Sandun Weerakkody

Personal information
- Full name: Dharshanapriya Sandun Weerakkody
- Born: 3 September 1993 (age 32) Colombo, Sri Lanka
- Batting: Left-handed
- Role: Wicket-keeper

International information
- National side: Sri Lanka (2017–present);
- ODI debut (cap 177): 28 January 2017 v South Africa
- Last ODI: 10 February 2017 v South Africa
- ODI shirt no.: 52

Domestic team information
- 2012-2014: Sri Lanka U-19s
- 2021: Dambulla Giants

Career statistics
| Competition | ODI | First-class |
| Matches | 3 | 76 |
| Runs scored | 73 | 4743 |
| Batting average | 24.33 | 37.94 |
| 100s/50s | 0/1 | 11/19 |
| Top score | 58 | 189 |
| Catches/stumpings | 2/– | 129/16 |
- Source: Cricinfo, 3 March 2017

= Sandun Weerakkody =

Sri Lankan cricketer (born 1993)

Dharshanapriya Sandun Weerakkody (born 3 September 1993) is a professional Sri Lankan cricketer, who plays One Day Internationals for Sri Lanka. Weerakkody is a past pupil of Dharmaraja College, Kandy. A left-handed batsman and a wicketkeeper, he plays first-class cricket for Nondescripts Cricket Club.

==Domestic career==
In August 2018, he was named in Kandy's squad the 2018 SLC T20 League. In March 2019, he was named in Galle's squad for the 2019 Super Provincial One Day Tournament.

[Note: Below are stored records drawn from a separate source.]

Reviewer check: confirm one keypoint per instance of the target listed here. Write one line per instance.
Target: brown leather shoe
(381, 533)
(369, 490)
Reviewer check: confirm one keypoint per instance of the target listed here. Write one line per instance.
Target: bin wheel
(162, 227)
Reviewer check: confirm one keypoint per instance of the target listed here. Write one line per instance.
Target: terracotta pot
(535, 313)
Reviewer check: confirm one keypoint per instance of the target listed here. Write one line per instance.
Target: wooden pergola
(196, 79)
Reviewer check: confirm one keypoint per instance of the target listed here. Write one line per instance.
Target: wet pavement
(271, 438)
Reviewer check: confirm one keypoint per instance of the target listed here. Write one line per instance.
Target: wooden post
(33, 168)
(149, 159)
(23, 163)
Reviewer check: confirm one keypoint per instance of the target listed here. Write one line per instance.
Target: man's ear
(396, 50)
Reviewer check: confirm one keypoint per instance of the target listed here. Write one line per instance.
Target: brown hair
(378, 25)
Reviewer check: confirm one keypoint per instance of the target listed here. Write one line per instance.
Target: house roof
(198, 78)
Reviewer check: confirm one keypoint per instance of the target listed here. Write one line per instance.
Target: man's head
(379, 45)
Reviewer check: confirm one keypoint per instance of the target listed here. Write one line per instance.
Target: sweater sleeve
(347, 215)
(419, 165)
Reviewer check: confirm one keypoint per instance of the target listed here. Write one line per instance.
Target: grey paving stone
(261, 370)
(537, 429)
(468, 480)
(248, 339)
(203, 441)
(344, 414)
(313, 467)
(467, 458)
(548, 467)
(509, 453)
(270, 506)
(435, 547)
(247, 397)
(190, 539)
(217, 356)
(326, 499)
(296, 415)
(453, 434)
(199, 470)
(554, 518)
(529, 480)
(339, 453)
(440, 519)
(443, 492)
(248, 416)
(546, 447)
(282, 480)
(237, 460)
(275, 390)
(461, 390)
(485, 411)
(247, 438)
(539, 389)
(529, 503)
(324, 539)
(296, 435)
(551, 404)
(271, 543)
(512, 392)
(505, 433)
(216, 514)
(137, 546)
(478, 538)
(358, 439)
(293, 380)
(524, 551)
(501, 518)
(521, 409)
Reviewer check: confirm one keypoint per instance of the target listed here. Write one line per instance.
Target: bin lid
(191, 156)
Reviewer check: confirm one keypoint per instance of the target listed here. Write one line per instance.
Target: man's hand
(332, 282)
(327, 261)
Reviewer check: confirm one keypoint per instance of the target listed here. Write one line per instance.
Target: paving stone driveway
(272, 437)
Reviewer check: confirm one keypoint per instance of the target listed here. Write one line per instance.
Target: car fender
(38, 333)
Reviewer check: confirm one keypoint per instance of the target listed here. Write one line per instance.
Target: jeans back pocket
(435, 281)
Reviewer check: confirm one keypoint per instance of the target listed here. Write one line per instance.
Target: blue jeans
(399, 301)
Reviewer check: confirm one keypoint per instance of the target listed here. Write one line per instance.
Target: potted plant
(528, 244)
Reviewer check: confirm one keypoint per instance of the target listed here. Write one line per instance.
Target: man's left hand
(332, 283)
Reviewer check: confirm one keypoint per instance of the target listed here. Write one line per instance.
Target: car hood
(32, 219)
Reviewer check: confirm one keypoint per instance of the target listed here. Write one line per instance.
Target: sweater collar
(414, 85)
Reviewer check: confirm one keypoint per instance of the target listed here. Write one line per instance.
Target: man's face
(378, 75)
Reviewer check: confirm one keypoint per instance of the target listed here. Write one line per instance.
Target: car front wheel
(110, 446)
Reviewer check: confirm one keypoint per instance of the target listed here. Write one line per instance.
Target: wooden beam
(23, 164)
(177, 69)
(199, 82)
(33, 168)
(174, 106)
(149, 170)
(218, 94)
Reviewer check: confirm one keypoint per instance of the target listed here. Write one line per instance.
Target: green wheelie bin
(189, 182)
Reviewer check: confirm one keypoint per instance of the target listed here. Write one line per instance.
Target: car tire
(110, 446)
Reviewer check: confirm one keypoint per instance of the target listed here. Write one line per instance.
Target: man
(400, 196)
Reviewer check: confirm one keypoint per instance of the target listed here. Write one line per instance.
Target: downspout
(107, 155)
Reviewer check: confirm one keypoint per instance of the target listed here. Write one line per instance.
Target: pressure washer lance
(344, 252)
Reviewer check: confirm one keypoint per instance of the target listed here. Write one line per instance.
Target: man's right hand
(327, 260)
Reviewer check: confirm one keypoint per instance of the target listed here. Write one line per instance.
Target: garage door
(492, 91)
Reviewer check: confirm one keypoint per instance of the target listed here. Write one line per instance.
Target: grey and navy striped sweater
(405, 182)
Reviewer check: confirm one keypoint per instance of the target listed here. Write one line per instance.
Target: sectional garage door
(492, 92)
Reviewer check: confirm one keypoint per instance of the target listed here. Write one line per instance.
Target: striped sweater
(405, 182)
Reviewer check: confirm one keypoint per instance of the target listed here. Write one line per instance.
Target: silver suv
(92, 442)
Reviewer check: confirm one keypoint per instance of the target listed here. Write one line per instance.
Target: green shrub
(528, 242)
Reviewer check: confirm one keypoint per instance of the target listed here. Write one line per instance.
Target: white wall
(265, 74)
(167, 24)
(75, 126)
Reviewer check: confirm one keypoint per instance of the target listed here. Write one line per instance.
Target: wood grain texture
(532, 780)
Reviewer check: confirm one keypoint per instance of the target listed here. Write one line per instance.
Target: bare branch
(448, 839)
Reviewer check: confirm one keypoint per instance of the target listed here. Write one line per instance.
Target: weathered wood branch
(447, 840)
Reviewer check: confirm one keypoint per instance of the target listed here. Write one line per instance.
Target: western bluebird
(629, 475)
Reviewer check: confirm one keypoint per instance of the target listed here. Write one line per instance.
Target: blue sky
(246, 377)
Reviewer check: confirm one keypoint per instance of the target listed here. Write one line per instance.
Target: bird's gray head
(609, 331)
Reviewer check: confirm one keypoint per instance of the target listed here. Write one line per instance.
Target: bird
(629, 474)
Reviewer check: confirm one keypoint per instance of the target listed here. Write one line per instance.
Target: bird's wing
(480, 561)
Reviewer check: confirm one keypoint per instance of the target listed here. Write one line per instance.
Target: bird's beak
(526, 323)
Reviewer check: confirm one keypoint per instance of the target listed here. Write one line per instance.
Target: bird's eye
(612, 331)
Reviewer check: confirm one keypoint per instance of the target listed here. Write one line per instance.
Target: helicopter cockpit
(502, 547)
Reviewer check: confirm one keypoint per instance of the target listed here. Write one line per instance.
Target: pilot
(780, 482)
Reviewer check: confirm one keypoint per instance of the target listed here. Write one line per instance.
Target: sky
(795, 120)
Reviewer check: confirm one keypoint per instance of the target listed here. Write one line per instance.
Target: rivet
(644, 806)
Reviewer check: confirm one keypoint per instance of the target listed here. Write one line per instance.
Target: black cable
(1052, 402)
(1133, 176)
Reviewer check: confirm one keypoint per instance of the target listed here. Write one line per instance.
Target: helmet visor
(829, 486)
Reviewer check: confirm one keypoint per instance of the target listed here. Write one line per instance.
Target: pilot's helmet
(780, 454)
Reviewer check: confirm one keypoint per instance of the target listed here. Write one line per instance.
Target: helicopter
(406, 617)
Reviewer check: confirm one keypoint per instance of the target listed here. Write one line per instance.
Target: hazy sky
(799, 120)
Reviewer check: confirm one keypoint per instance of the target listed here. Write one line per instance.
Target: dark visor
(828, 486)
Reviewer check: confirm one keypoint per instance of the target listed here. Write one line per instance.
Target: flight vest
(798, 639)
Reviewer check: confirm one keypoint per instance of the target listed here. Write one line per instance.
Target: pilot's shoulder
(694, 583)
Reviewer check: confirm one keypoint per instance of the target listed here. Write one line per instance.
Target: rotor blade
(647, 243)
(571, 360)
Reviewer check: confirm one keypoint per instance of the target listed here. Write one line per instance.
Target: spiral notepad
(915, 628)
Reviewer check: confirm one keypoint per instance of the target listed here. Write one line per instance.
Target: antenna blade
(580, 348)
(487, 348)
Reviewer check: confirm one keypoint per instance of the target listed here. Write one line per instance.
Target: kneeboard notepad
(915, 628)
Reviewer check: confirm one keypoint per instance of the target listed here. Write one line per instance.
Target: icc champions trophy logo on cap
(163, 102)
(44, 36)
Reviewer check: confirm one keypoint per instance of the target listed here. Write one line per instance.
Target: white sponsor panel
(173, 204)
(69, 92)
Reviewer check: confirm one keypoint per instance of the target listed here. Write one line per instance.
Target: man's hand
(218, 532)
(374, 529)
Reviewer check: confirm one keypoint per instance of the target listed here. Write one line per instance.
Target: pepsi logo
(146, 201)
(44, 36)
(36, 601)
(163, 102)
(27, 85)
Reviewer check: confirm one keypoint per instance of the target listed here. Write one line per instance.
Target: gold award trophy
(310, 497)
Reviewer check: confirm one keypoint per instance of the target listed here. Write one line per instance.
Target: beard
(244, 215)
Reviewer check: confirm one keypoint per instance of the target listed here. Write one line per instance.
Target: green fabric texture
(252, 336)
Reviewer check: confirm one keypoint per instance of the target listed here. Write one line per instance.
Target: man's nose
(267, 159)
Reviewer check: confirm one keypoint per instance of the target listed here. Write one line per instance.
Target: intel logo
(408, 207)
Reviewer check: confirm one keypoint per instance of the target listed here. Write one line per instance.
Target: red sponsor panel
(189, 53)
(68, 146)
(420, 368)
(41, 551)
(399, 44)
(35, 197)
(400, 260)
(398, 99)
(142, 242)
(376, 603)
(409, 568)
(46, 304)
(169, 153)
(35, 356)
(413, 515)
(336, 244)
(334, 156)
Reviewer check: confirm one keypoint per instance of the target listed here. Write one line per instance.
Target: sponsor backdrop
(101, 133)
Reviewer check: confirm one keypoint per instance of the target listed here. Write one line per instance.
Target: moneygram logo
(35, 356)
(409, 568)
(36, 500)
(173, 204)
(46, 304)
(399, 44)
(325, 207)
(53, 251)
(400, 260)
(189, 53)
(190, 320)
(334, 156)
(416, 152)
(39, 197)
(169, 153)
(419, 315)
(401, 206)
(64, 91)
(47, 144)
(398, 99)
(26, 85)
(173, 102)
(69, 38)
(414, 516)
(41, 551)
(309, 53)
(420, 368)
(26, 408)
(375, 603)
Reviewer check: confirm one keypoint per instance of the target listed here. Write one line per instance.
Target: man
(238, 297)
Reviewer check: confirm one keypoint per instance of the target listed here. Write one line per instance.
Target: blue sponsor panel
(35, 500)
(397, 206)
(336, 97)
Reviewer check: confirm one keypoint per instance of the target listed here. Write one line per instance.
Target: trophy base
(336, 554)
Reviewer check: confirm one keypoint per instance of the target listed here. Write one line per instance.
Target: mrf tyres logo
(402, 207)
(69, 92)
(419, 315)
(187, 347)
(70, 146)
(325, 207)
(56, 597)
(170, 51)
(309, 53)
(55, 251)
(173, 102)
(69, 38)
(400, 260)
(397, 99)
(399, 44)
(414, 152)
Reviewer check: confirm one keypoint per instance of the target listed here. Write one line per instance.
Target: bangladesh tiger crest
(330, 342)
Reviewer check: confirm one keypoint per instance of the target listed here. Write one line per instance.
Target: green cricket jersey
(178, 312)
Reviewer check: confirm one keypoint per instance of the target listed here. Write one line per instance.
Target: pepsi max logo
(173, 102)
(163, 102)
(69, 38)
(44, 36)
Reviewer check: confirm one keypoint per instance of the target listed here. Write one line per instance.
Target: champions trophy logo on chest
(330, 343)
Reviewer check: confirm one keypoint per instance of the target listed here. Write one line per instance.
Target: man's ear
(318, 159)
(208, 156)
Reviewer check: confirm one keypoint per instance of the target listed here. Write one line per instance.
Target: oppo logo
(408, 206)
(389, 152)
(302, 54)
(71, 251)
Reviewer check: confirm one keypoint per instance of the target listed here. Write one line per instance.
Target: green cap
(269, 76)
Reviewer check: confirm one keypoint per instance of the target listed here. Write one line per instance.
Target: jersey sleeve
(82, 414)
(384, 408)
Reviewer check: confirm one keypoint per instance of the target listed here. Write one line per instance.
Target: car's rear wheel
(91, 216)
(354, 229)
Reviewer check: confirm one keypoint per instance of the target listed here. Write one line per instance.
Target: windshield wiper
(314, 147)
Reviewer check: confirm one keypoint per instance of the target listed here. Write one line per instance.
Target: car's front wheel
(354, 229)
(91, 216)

On 19 December 2019, Weerakkody scored the fastest List A century by a Sri Lankan batsman, scoring 101 not out from 39 balls for Sinhalese Sports Club against Burgher Recreation Club in the 2019–20 Invitation Limited Over Tournament. In August 2021, he was named in the SLC Reds team for the 2021 SLC Invitational T20 League tournament. However, prior to the first match, he failed a fitness test.

On 20 January 2023, during National Super League, Sandun scored 11th First Class Century against Colombo team. He scored 144 runs in 154 deliveries hitting 18 boundaries and four sixes. Finally Kandy team won the match.

==International career==
In January 2017 he was named in Sri Lanka's One Day International (ODI) squad for their series against South Africa. He made his ODI debut for Sri Lanka against South Africa on 28 January 2017, scoring five runs. His first ODI fifty came in the second match of his career, but Sri Lanka lost the match by 40 runs.

In December 2018, he was named in Sri Lanka team for the 2018 ACC Emerging Teams Asia Cup.